Je me suis rendu compte que le nom du jeune monsieur ne lui touchait pas aux lèvres après soixante ans. J’admirais sa pudeur. Ma cousine curieuse qui n’en pouvait plus a dû demander ce qui était arrivé au garçon dont on ne prononçait pas le nom.
« Ô ! Le garçon, lui, il a bien sangloté, mais enfin, malgré son chagrin il a accepté ma réponse. Ensuite, séparé de moi, il a eu le temps de réfléchir puis est entré au séminaire et est devenu un très bon prêtre. » Ses prunelles étincelaient en sourire discret. « Nous avons célébré notre vingt-cinquième anniversaire la même année, moi avec mes sœurs religieuses, et lui comme Révérend Père. »

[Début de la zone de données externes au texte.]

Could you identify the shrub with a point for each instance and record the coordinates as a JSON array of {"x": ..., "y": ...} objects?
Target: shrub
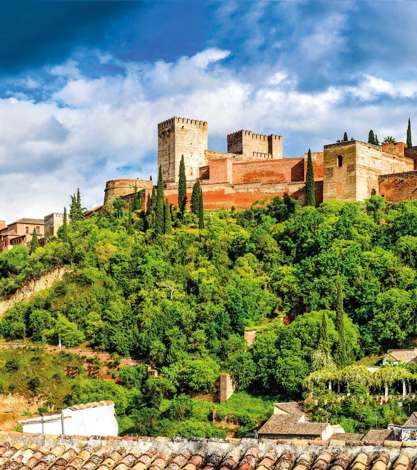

« Je pense avoir assez bien servi au bon Dieu comme enseignante. » Ma tante Rita a passé les yeux sur l’énorme crucifix à la tête de son petit lit, « Quand même, j’aurais bien aimé ça, être cloitrée. » Un grand soupire nous a fait signal de partir et d’emporté dans le cœur cette profession de foi qu’elle nous avait laissé témoigner.
Aujourd’hui, ma tante Rita vit toujours dans la maison de retraite pour les religieuses. On lui met le voile tous les jours. Elle sourit quand on lui apporte l’eucharistie. Elle ne reconnait presque personne, flottant dans un endroit mi-terre, mi-ciel avec ses prières, plutôt cloîtrée, enfin.